More than one in five high school seniors said they smoked marijuana in the month before the survey, and more than a third smoked marijuana during the previous year, according to Monitoring the Future's survey of 45,449 students from 395 public and private schools. The survey has measured drug, alcohol and cigarette use since 1975.
A growing number of state laws that allow marijuana for medical use contributes to teen perceptions that marijuana is not a harmful drug, said Dr. Nora Volkow, director of the National Institutes of Health's National Institute on Drug Abuse, which sponsors the study.
When teens perceive drugs as safe, drug use generally increases, Volkow said. Among eighth-graders, more than 50% don't see the harm of occasional marijuana use while 42% consider occasional use of marijuana harmful -- the lowest rate since the survey began tracking risk perception for this age group in 1991.
A study published this year in the Proceedings of the National Academy of Sciences found that heavy marijuana use beginning as a teen and stretching into adulthood causes an average drop of 8 points in IQ scores.
"That's a very robust indication that (smoking marijuana) may have long-term effects," Volkow said.
The 2012 survey found 6.5% of high school seniors smoke marijuana daily, up from 5.1% five years ago. Almost 23% smoke marijuana regularly. Among 10th graders, 3.5% smoke marijuana daily, the survey found. Marijuana use escalates dramatically after 8th grade, when 1.1% of the students report daily use.
But even most 8th graders don't see the harm of occasional use, the survey found.

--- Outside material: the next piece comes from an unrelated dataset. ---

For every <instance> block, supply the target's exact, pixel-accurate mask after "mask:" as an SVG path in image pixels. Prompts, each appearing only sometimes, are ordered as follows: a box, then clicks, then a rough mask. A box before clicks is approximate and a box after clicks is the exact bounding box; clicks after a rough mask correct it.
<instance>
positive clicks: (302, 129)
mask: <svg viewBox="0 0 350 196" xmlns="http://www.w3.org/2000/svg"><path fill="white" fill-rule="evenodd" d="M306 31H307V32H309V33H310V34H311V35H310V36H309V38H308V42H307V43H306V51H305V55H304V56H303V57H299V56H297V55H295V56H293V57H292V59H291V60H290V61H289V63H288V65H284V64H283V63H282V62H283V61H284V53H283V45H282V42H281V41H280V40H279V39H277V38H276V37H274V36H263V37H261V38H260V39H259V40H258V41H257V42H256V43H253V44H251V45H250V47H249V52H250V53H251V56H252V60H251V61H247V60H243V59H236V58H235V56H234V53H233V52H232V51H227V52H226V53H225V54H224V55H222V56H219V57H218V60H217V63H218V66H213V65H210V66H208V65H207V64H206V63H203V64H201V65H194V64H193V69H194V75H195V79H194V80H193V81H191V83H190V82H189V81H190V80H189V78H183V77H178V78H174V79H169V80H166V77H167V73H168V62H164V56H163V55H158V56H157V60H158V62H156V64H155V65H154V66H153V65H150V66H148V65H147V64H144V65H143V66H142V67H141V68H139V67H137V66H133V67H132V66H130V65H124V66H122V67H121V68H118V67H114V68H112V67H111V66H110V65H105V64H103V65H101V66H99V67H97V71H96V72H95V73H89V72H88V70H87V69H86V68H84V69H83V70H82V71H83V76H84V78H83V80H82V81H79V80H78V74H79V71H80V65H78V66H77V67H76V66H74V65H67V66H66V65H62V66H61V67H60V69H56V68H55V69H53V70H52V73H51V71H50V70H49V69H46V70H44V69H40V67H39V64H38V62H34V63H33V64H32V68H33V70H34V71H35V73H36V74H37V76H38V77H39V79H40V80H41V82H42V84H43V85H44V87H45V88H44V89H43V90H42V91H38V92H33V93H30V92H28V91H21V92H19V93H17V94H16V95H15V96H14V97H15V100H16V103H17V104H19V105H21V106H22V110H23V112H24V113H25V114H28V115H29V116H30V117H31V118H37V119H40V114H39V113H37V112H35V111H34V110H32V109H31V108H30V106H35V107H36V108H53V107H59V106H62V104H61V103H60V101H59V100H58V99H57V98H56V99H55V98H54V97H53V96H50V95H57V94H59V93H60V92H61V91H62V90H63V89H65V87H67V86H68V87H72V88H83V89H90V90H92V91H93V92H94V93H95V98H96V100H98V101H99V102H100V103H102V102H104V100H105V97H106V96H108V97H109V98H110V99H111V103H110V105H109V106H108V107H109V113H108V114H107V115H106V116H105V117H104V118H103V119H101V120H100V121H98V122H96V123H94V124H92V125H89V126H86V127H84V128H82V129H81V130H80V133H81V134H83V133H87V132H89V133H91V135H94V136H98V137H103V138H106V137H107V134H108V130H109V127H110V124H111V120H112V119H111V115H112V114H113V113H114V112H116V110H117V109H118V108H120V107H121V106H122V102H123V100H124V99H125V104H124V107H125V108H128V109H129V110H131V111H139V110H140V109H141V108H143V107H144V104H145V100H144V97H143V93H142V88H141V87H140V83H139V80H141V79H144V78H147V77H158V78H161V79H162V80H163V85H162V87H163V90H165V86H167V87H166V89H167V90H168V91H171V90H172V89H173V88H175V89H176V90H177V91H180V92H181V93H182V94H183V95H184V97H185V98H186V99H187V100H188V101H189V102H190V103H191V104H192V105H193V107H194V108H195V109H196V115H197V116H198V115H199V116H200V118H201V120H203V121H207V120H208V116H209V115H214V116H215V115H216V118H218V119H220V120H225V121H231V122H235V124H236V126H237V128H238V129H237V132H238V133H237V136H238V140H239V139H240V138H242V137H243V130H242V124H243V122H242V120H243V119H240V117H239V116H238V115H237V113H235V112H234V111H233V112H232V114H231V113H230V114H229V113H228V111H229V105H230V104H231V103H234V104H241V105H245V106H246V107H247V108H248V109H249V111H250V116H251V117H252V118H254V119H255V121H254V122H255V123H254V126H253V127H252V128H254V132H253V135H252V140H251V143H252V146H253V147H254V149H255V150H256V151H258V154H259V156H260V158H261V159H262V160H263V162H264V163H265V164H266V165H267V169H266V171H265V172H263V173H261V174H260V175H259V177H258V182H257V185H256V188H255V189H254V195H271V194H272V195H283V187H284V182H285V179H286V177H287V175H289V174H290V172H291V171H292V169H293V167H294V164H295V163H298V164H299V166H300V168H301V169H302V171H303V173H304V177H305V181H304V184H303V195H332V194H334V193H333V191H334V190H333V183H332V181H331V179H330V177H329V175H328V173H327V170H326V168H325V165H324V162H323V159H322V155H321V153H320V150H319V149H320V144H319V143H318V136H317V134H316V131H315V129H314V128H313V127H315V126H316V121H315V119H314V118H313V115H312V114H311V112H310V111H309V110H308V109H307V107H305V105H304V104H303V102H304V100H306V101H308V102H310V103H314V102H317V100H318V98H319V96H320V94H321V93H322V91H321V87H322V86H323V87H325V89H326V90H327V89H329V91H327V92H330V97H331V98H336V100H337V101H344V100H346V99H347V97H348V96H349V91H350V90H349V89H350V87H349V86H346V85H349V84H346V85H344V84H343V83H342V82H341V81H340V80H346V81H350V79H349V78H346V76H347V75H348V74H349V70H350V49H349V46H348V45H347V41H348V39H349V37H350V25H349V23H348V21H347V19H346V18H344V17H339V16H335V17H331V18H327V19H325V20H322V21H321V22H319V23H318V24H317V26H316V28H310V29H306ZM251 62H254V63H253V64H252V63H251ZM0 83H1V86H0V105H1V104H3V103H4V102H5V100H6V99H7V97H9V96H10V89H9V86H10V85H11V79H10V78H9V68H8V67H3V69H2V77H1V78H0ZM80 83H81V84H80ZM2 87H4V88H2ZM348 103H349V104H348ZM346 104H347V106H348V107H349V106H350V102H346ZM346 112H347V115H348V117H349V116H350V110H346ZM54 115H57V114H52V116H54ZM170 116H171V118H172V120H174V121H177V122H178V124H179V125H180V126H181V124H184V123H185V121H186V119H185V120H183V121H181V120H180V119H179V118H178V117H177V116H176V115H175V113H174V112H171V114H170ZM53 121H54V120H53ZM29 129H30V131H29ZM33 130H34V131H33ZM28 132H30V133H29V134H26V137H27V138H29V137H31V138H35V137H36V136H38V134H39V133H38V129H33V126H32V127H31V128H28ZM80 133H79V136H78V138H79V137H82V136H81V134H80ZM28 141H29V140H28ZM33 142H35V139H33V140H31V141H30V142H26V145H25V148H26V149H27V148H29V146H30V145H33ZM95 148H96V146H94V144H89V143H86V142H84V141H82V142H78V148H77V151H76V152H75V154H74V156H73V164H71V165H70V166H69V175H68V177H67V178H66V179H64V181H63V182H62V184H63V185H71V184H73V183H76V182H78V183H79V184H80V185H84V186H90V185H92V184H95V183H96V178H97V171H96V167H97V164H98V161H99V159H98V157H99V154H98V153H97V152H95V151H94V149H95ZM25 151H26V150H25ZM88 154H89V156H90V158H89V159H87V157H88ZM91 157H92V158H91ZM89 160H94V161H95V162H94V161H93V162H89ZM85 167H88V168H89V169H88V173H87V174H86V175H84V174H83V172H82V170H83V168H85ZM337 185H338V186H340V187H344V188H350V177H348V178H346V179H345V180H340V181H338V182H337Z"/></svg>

"I think that's the bad news in the survey -- the significant increases in the regular use of marijuana," Volkow said. "It's not just the occasional use. You have a very high rate of daily use. That's really a huge number."
Use of other illegal drugs continued to show a steady decline. Past-year use of all illegal drugs except for marijuana is a record lows for all three grades, the survey found.
"These long-term declines in youth drug use in America are proof that positive social change is possible," White House Office of National Drug Control Policy Director Gil Kerlikowske said.
The survey for the first time measured use of an emerging stimulant drug known as "bath salts," and found low use among teenagers. Among 12th graders, 1.3% said they had used the drugs, which can often be purchased on the internet or in drug paraphernalia stores.
Among 12th graders, 11% said they had used synthetic marijuana know as K2 or Spice -- about the same as last year. The federal government recently banned the drugs.